Bayesian trees

Bayesian trees

Priors of trees

Priors for simple trees

We can define a tree as a set of nodes: \(T\).

For each node we define a splitting variable \(k\) and a splitting threshold \(r\).

Our prior is \(P(T, k, r)\).

We split this up to:

\(P(T, k, r)=P(T)P(k, r|T)\)

\(P(T, k, r)=P(T)P(k|T)P(r|T, k)\)

So we want to estimate:

  • \(P(T)\) - The number of nodes.

  • \(P(k|T)\) - Which variables we split by, given the tree size.

  • \(P(r|T, k)\) - The cutoff, given the tree size and the variables we are splitting by.

Priors for mixed trees

If at the leaf we have a parametric model, our prior is instead:

\(P(T, k, r, \theta )=P(T)P(k|T)P(r|T, k)P(\theta | T, k, r)\)

We then need to additionally estimate \(P(\theta | T, k, r)\).

The pinball prior

We can generate a tree with a fixed number of leaves, according to our prior.

As we start the tree we assocaite the root node with a count of all leaves.

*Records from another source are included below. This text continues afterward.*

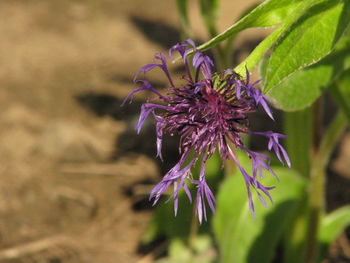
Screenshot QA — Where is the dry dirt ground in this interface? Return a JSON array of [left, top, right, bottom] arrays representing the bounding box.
[[0, 0, 346, 263]]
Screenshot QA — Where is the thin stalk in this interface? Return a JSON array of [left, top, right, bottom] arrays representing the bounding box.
[[329, 83, 350, 122], [305, 113, 347, 263]]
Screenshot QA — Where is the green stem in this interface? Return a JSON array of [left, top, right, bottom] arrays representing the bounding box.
[[329, 82, 350, 122], [305, 113, 347, 263]]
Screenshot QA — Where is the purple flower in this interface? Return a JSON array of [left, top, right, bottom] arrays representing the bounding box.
[[123, 40, 290, 222]]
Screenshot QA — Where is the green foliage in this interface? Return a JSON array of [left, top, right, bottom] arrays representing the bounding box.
[[199, 0, 302, 50], [331, 68, 350, 122], [200, 0, 219, 36], [319, 206, 350, 259], [214, 153, 305, 263], [176, 0, 190, 38], [262, 0, 350, 111]]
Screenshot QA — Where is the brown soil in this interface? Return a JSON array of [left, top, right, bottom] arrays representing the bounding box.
[[0, 0, 348, 263]]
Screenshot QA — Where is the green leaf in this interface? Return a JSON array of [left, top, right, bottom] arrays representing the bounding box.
[[319, 206, 350, 259], [214, 153, 305, 263], [264, 0, 350, 93], [200, 0, 219, 36], [331, 68, 350, 122], [198, 0, 321, 53], [176, 0, 190, 39], [265, 34, 350, 111]]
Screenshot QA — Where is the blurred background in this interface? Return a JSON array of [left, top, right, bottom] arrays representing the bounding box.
[[0, 0, 350, 263]]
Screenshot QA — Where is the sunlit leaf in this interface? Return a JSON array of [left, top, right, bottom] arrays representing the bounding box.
[[264, 0, 350, 96], [214, 154, 305, 263]]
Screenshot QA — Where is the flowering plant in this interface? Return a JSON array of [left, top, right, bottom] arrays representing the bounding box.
[[125, 40, 290, 222], [125, 0, 350, 263]]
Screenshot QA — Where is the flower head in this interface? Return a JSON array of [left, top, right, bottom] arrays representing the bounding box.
[[124, 40, 290, 222]]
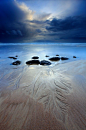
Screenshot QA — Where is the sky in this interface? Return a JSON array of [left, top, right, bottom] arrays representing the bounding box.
[[0, 0, 86, 43]]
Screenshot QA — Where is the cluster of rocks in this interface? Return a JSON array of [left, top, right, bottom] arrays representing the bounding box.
[[8, 54, 76, 65]]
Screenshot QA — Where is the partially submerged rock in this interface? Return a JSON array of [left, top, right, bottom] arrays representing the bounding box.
[[56, 54, 59, 56], [26, 60, 40, 65], [73, 56, 76, 58], [61, 57, 69, 60], [8, 56, 17, 60], [12, 60, 21, 65], [15, 55, 18, 57], [40, 60, 51, 65], [32, 56, 39, 59], [49, 57, 60, 61]]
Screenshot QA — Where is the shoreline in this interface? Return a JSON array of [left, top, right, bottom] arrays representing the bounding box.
[[0, 60, 86, 130]]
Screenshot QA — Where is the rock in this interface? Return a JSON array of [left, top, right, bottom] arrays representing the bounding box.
[[40, 60, 51, 65], [12, 60, 21, 65], [32, 56, 39, 59], [8, 57, 17, 60], [45, 55, 49, 57], [73, 56, 76, 58], [15, 55, 18, 57], [49, 57, 60, 61], [61, 57, 69, 60], [26, 60, 40, 65], [56, 54, 59, 56]]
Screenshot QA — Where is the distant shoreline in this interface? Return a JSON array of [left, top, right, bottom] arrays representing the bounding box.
[[0, 42, 86, 47]]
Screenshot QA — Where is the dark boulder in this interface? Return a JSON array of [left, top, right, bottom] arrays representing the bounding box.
[[8, 57, 17, 60], [26, 60, 40, 65], [40, 60, 51, 65], [49, 57, 60, 61], [61, 57, 69, 60], [56, 54, 59, 56], [73, 56, 76, 58], [45, 55, 49, 57], [32, 56, 39, 59], [12, 60, 21, 65]]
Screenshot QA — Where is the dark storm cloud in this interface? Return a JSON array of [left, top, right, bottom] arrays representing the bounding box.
[[46, 16, 86, 42], [46, 16, 86, 32], [0, 0, 38, 42]]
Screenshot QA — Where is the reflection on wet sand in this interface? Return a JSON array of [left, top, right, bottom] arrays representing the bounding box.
[[0, 61, 86, 130]]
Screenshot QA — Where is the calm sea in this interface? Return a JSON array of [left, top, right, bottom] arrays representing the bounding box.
[[0, 43, 86, 66]]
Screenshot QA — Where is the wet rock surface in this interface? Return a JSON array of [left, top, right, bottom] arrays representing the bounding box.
[[61, 57, 69, 60], [49, 57, 60, 61], [12, 60, 21, 65], [40, 60, 51, 65], [8, 56, 17, 60], [56, 54, 59, 56], [73, 56, 76, 58], [45, 55, 49, 57], [32, 56, 39, 59]]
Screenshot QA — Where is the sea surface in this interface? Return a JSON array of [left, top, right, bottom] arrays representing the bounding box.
[[0, 43, 86, 66]]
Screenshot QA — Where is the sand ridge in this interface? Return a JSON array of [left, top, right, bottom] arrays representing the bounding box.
[[0, 61, 86, 130]]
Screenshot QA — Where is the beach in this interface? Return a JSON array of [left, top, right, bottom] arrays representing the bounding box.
[[0, 44, 86, 130]]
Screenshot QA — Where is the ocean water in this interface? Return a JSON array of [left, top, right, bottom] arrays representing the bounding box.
[[0, 43, 86, 66]]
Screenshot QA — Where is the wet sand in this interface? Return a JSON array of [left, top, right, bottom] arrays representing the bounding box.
[[0, 60, 86, 130]]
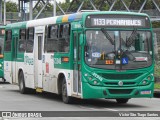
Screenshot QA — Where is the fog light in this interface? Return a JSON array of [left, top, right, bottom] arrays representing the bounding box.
[[93, 80, 97, 85], [143, 80, 147, 85]]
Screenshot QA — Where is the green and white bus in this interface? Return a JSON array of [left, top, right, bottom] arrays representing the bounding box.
[[4, 11, 154, 103], [0, 26, 5, 82]]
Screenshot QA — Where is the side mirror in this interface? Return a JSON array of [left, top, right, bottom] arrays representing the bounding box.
[[80, 34, 85, 46]]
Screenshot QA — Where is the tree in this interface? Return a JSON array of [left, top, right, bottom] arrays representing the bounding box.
[[2, 1, 18, 12]]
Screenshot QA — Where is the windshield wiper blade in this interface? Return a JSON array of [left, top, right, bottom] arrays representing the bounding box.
[[101, 28, 114, 45]]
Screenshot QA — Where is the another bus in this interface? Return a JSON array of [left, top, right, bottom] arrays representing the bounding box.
[[4, 11, 154, 103], [0, 26, 5, 82]]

As we split a node, the remaining leaf counts are divided between the directions. If there is only one leaf left, we do no further splitting.

Estimating other priors

Bayesian CART

Our prior

Call the collective parameters of the tree \(\Theta =(T, k, r)\) and \(\theta\).

Collectively our prior is defined by \(P(\Theta )\) and \(P(\theta )\)

Bayes’ theorem

We want to know the posterior given our data \(X\).

\(P(\Theta | X)=\dfrac{P(X|\Theta )P(\Theta )}{P(X)}\)

\(P(\Theta | X)\propto P(X|\Theta )P(\Theta )\)

Expanded posterior

We know explore \(P(X|\Theta )\)

\(P(X|\Theta )=\int P(X| \theta , \Theta)P(\theta)d\theta\)

This means our posterior is:

\(P(\Theta | X)\propto P(\Theta )\int P(X| \theta , \Theta)P(\theta)d\theta\)

Estimation

This can be estimated with MCMC.